The BLUEPRINT for health care reform is in the May 2010 issue of Health Affairs

June 19, 2010


Health Affairs journal is the premiere journal for healthcare policy. If it appears in Health Affairs then it is generally a done deal. The May 2010 issue of Health Affairs is devoted to the reinvention of primary care. The Patient Protection and Affordable Care Act of 2010 has triggered all sorts of projects that have been in the queue for some time or will soon be put to the test. Make no mistake…what is reported and proposed in this journal edition is here to stay for the next decade. It cannot be unwound. Things are going to change in healthcare over the next three years and for decades thereafter.
The Medical Home will become the organizational centerpiece from which everyone American citizen’s personal healthcare is managed. The image above is how the Qliance Medical Group in Seattle envisions and has implemented the Medical Home concept. The article by Qliance CEO Norman Wu is one of the most compelling in the journal edition because they have anticipated the coming changes and implemented their own model for the past twelves years. I would say the Qliance model is excellent evidence that at least one form of the Medical Home can actually work.
What will be the most dramatic changes? Physicians will spend less time with chronic disease patients and more time with patients with complex diagnoses. Diabetics who are “under control”, e.g., low HbA1cs, decent weight, good labs, may never see the doctor again! Instead they might see a Medical Assistant with extra training (9 months?) who will monitor their “progress” and make referrals to the dietician or health coach. The MA might be the health coach.
Nurse Practitioners will manage their own clinics without MD supervision including all the new clinics slated for establishment in retail stores.

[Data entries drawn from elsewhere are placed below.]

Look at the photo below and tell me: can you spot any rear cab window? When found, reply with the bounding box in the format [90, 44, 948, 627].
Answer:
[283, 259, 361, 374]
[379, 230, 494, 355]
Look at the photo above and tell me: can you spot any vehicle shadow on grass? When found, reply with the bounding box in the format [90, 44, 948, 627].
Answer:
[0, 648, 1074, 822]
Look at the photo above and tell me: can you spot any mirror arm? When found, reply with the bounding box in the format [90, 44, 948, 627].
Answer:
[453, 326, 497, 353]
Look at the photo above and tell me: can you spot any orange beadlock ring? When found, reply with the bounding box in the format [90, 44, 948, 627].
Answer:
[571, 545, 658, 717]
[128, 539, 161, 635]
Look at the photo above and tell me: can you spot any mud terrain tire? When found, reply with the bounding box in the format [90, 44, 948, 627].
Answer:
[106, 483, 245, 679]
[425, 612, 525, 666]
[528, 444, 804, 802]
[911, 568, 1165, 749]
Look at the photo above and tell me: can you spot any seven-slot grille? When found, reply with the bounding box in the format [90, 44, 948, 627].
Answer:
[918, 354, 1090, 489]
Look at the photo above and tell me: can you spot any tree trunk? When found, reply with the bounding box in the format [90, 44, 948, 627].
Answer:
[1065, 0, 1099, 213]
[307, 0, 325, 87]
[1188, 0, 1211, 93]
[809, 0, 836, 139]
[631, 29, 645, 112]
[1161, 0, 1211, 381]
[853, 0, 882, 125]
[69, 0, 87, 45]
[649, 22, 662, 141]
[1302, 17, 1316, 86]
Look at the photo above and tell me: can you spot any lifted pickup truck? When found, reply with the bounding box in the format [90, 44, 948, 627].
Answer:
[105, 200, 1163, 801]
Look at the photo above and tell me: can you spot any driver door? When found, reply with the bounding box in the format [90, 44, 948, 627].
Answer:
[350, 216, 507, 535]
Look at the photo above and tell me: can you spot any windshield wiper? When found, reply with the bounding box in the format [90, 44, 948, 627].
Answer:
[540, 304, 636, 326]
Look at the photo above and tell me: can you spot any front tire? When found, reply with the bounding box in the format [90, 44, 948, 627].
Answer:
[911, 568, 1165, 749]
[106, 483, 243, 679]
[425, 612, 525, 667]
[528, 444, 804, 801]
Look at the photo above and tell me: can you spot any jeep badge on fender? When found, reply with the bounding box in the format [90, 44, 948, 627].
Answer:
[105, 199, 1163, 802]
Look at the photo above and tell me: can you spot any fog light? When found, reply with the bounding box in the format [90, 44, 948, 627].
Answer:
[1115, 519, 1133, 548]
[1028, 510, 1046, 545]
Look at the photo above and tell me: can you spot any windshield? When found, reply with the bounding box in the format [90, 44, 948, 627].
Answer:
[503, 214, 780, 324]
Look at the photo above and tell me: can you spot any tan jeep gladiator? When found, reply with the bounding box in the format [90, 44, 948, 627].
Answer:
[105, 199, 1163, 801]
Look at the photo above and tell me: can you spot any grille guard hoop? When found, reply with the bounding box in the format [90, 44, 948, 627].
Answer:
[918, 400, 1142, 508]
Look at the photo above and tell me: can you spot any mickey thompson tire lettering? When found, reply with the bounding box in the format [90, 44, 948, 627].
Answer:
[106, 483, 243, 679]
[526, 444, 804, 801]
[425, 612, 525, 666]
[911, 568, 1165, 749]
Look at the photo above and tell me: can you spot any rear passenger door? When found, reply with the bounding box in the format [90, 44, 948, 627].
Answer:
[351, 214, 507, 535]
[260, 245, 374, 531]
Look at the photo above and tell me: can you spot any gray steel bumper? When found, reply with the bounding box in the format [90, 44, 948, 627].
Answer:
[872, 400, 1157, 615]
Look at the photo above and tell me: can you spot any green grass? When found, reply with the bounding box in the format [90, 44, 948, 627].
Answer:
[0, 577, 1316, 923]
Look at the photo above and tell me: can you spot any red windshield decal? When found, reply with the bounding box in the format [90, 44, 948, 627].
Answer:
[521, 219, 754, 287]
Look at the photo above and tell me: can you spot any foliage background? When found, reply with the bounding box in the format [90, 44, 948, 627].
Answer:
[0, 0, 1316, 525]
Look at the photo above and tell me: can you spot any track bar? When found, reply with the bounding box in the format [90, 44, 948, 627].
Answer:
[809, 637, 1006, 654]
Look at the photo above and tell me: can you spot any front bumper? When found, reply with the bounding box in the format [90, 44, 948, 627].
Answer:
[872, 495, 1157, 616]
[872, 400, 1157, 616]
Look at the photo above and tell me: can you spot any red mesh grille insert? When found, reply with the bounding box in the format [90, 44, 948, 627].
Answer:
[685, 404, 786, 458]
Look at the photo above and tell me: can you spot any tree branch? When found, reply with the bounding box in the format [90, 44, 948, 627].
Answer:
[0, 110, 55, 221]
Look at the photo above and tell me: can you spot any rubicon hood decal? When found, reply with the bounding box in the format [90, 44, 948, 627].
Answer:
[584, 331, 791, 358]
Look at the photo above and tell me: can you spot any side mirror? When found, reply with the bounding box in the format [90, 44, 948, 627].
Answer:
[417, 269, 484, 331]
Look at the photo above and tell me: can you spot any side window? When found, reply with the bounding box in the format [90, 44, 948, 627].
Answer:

NPs will also write prescriptions for primary care medications. Or maybe the pharmacist will write the scripts in his future role as a member of a Medical Home practice team. All health data will be online, secured and accessible from anywhere there is an Internet connection.
Providers will be paid based on their ability to reduce poor health outcomes such as re-admissions to the hospital for the chronically ill or elderly frail. Provider groups will be graded by Accountable Care Organizations. Patients will pay much less for insurance coverage. There are two articles (Wu and Zastrow, both reviewed) that describe how MDs have reshaped their own practices to suit their personal goals vis a vis how they get paid and how they prefer to practice.
I am scratching the surface of what is contained in these articles. For those who may not be interested or have the time to read all of them, I have done it for you! I have attached an 18 page document based upon my review of the articles in the May issue. You can download my summary here. If you want to get the originals (some will) you have to manage that on your own (I went to UCLA biomed library).
Not everyone who has written an article in the May issue is on board with reform as it is proposed. For example, those not enamored with the Medical Home are represented. Despite an effort to represent differing views, I still find that certain issues remain untouched. In particular, most of the models described for increasing the primary care provider workforce, and for paying for increased coverage to the tens of millions of uninsured who will now be insured, are not terribly inspiring. As I have written elsewhere, training more of the same primary care providers is an insufficient solution to fill a workforce chasm. Extending the roles of mid-level providers and especially MAs is just the beginning. I am an advocate for considering the role that appropriately trained CAM providers can play in helping fill the workforce gap. I am co-author on an article about how CAM providers can be used in primary care that will appear soon in Complementary Health Practice Review.
If you wish to comment on this blog I strongly encourage you to post below. For people interested in healthcare policy and the future of the reform movement that is already underway, these articles are essential reading.